The Columbia Threadneedle Foundation has given a grant to the Centre for Local Economic Strategies (CLES) to fund research to improve gender inclusion in local government economic policy making.
The grant will fund research aimed at understanding how gender inclusion can be prioritised in the development and implementation of economic strategies by local government, in order to grow local wealth.
For this research project CLES, the national organisation for local economies, will be working with Leeds City Council and the Women’s Budget Group (WBG), a not-for-profit organisation whose aim is to promote a gender equal economy.
The pilot project will provide decision makers at Leeds City Council with greater insights into the lived experience of women as part of their economic development strategy.

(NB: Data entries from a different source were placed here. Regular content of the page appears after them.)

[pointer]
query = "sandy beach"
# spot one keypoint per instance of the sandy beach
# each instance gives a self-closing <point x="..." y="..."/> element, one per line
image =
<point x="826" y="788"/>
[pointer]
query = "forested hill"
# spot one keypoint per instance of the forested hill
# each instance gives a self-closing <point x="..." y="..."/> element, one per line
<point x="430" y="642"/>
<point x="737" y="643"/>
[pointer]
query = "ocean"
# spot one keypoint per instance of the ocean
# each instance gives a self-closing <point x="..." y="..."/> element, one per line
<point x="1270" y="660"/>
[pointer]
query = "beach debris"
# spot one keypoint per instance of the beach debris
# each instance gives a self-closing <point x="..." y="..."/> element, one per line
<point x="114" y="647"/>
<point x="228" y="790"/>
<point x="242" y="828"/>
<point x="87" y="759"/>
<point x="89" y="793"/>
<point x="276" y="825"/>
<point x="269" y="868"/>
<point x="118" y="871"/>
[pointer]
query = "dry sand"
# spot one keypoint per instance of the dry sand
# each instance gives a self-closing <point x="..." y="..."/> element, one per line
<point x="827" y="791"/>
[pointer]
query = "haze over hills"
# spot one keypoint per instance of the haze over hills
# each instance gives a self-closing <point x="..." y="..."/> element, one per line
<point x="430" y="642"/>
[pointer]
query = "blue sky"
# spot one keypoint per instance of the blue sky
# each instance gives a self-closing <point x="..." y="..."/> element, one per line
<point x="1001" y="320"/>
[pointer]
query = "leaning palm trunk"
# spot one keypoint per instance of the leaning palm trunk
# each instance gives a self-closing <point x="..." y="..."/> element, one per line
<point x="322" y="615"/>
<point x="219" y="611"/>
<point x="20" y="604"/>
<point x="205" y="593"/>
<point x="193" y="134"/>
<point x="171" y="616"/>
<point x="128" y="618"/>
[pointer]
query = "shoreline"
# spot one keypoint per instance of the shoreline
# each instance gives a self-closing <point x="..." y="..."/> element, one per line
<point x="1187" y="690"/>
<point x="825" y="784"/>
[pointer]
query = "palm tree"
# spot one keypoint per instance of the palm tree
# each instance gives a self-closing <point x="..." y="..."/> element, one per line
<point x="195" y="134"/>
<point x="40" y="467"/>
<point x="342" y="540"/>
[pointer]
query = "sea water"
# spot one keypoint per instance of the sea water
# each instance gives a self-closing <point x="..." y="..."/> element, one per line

With the findings, CLES aims to create a blueprint of good practice that will help local and other government authorities to better design and tailor interventions to support economic gender inclusion in their communities.
This grant is funded by the CT UK Social Bond Fund, which contributes a share of its annual management fee to Columbia Threadneedle Foundation.
The fund seeks to deliver financial returns to investors through a portfolio of corporate bonds, while also contributing to positive social outcomes.
The portfolio aligns to a number of themes, including affordable housing and property, community services, financial inclusion, health and social care, as well as gender inclusion, which aims to raise awareness of gender inequality while also empowering women.
This project will focus on topics including the extent to which issues such as child poverty, inequality and poor health are considered social rather than economic challenges, and how various places and the characteristics of people, such as ethnicity, income, disability and age intersect to improve or worsen women’s opportunities in cities like Leeds.
It will also look at how the current cost of living crisis is making life difficult for women, including access to childcare, debt, employment and housing, and how local government can do more to support and target gender inclusion, and the economic and social opportunities are for cities like Leeds if the potential of gender inclusion is realised
Tammie Tang, portfolio manager of the CT UK Social Bond Fund and trustee of the Columbia Threadneedle Foundation, said: “The targeting of disadvantaged and deprived populations in the UK is a core focus of the CT UK Social Bond fund.
“Leeds is an example of contrast with some of the nationally poorest neighbourhoods and women disproportionately excluded from economic access and financial security opportunities. This research grant to CLES adds to the social impact for the Fund in addition to its investment portfolio.”